5 Million Animals on the USDA Hit List

Coyote

The Wildlife Services unit killed 89,300 coyotes in FY2008.

I got to do a story for New York Magazine this week, pointing out how the 400 geese killed in Prospect Park recently were just the most visible part of the millions of animals this obscure branch of the USDA kills each year, usually in the name of crop or livestock damage, but also for dubious reasons–like squirrels or sandhill cranes being a threat to homes, cars or pets.

The $121 million agency killed 4,997,172 animals in FY2008, the last year they’ve posted. That works out to a little about $24 an animal, though I’d imagine it’s pretty cheap to kill off the million or so starlings (at feedlots). The four endangered Mexican gray wolves they shot in 2007 were probably more expensive.

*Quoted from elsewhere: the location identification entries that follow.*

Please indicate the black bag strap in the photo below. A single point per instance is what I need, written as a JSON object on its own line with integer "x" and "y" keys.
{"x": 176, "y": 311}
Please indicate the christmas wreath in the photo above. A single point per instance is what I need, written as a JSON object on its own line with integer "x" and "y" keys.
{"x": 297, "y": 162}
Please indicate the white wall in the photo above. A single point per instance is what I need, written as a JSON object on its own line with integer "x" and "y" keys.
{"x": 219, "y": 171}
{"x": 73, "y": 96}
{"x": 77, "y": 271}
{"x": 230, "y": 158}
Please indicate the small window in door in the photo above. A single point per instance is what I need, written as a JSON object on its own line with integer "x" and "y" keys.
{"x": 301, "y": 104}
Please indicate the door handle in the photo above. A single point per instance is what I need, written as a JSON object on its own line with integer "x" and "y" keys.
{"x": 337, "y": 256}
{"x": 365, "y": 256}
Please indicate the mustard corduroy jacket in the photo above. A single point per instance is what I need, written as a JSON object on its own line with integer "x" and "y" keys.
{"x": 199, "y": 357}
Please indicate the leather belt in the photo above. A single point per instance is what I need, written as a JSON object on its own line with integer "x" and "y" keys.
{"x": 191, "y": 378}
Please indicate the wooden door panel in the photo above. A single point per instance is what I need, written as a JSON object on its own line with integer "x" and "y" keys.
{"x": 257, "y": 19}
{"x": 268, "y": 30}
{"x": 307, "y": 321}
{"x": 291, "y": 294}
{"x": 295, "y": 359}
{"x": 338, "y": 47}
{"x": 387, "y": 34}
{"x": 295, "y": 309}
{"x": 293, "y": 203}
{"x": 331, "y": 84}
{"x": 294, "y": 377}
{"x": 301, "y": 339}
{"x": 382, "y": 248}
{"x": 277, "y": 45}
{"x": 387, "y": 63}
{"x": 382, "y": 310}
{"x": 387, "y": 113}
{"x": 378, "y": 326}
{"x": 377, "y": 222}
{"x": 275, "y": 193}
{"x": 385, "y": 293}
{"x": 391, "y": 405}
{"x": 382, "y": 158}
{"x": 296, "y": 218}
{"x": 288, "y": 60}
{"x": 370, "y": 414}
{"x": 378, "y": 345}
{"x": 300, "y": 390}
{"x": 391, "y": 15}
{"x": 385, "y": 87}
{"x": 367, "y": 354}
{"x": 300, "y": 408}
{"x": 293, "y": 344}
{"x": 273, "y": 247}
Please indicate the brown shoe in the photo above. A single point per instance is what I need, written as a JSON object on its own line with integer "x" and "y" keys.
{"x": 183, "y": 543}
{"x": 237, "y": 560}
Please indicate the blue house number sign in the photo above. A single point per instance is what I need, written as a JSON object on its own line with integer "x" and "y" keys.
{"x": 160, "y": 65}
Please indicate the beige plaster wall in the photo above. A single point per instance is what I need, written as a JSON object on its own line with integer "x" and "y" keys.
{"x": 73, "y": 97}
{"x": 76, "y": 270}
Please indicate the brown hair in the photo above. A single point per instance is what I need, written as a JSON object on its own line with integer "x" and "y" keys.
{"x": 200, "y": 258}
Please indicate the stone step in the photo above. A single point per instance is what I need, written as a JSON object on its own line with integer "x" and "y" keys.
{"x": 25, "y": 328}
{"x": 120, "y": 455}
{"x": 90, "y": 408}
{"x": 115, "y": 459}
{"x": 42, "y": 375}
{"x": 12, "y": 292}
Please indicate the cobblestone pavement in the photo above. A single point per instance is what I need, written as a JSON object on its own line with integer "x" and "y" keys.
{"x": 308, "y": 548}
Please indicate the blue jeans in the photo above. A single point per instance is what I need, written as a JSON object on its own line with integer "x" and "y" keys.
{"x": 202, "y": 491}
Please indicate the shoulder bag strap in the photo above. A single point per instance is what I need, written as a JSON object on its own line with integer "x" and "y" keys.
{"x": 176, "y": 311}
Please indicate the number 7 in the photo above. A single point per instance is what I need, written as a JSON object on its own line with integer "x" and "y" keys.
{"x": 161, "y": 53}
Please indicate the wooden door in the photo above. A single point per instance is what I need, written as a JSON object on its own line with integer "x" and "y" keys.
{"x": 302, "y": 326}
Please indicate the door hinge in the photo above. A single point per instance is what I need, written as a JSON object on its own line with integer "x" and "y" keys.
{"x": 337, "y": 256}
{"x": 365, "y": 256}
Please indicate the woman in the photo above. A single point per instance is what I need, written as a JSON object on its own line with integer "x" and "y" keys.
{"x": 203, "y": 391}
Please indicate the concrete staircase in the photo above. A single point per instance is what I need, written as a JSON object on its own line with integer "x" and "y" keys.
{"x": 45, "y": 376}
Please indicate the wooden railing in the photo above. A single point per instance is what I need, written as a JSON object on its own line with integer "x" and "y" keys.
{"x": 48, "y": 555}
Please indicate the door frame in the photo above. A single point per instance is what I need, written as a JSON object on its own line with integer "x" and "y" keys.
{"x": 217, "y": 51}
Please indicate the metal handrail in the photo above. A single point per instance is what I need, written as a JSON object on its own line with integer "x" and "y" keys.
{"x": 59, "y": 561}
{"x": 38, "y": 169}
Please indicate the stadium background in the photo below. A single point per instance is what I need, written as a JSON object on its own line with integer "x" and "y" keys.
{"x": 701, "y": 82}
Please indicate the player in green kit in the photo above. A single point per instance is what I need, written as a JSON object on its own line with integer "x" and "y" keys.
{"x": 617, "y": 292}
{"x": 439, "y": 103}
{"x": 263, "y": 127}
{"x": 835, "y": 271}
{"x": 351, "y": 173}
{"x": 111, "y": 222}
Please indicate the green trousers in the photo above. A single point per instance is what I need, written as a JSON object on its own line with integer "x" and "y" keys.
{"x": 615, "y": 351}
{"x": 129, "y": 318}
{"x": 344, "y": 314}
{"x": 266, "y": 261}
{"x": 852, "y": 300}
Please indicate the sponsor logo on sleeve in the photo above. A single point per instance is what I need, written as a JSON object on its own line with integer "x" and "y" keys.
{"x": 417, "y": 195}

The problem, according to John Hadidian, director of Urban Wildlife programs for the Humane Society of the United States, is that the agency gets funded on a project-by-project basis so it has an incentive to keep finding reasons to kill animals:  “If you make money killing animals, you don’t want to stop making money, therefore you continue to kill.” Non-lethal methods for controlling animals like Canada geese work, but it’s a constant effort and it requires you to put some value on treating animals humanely, he says. It’s kind of like Upton Sinclair said: “It is difficult to get a man to understand something when his salary dependson his not understanding it.”

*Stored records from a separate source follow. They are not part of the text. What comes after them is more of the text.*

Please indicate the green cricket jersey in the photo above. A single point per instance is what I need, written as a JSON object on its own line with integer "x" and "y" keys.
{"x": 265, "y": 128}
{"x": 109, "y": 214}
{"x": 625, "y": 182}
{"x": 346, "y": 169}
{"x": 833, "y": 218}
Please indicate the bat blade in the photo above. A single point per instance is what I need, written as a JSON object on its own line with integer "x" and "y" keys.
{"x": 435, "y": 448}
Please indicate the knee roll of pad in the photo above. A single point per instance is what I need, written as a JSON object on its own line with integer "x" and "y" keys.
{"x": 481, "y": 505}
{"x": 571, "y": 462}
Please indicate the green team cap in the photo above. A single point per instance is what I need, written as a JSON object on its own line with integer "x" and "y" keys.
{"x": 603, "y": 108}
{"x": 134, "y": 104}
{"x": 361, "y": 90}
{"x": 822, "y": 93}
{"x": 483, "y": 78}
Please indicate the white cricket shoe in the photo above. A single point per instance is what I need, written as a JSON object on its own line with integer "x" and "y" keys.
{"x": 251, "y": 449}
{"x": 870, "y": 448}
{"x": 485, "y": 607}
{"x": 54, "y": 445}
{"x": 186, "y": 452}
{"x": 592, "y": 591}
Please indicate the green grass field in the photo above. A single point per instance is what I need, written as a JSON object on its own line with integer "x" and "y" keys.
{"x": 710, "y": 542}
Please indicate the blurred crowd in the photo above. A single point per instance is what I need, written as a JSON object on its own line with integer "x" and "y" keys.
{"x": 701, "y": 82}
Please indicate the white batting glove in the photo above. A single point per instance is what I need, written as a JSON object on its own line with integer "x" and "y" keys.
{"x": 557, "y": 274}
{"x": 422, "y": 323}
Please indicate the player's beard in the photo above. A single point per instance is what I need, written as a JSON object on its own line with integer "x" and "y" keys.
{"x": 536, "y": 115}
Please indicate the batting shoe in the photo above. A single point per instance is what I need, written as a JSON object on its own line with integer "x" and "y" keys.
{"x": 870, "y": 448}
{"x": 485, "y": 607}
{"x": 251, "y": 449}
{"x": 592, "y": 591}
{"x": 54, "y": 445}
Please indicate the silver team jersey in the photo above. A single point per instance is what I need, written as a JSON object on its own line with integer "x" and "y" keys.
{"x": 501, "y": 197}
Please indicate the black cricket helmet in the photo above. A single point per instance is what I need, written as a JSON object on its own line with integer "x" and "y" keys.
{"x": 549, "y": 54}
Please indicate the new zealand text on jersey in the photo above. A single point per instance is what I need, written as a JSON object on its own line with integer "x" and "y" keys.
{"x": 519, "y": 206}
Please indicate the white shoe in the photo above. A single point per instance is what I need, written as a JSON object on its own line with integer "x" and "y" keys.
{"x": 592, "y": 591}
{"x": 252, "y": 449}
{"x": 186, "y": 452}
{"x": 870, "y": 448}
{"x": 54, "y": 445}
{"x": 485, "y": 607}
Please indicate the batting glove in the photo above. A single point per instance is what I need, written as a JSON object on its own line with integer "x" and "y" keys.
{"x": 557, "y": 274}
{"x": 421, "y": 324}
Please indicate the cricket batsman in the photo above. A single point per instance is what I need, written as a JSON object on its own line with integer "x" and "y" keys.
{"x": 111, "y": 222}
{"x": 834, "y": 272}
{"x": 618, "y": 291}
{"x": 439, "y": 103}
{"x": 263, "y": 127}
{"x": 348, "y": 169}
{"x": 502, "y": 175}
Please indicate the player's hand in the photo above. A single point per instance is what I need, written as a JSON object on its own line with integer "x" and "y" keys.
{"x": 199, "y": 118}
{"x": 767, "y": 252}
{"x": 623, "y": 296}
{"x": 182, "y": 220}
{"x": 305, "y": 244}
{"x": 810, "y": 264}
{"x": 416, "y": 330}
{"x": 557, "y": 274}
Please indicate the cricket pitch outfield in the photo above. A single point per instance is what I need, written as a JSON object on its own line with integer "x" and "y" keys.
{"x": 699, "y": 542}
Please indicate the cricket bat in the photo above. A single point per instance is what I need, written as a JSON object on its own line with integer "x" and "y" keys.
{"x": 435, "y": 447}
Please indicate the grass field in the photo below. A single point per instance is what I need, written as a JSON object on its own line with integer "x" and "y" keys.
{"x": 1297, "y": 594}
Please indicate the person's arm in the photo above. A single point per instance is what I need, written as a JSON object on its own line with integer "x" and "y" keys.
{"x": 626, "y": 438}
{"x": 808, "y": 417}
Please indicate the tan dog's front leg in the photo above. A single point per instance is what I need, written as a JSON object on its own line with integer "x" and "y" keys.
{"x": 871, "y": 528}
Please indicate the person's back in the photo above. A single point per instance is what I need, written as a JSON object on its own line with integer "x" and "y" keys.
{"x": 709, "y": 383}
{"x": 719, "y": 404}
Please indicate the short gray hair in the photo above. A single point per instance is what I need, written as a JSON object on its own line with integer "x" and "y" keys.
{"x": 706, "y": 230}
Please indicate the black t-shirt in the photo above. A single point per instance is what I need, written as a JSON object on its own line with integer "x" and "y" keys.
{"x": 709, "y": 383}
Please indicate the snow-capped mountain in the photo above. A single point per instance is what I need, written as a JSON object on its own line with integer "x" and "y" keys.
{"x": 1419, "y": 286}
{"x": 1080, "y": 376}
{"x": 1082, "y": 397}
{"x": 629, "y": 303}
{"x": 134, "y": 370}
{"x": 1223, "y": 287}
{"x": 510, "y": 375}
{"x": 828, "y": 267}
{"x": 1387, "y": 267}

Gregg Feigelson, chairman of Coalition to Prevent the Destruction of Canada Geese, says that wildlife managers dismiss people who just want to see animals in favor of those who want to hunt them or raise them as livestock. “That’s a valid activity, too,” he says.
Will the commission take into account the way New Yorkers would not like to have their park geese rounded up and gassed?  Not likely. The WS advisory committee voted 7-6 in 2009 not to “involve the public in policy decisions…of interest to the American public.”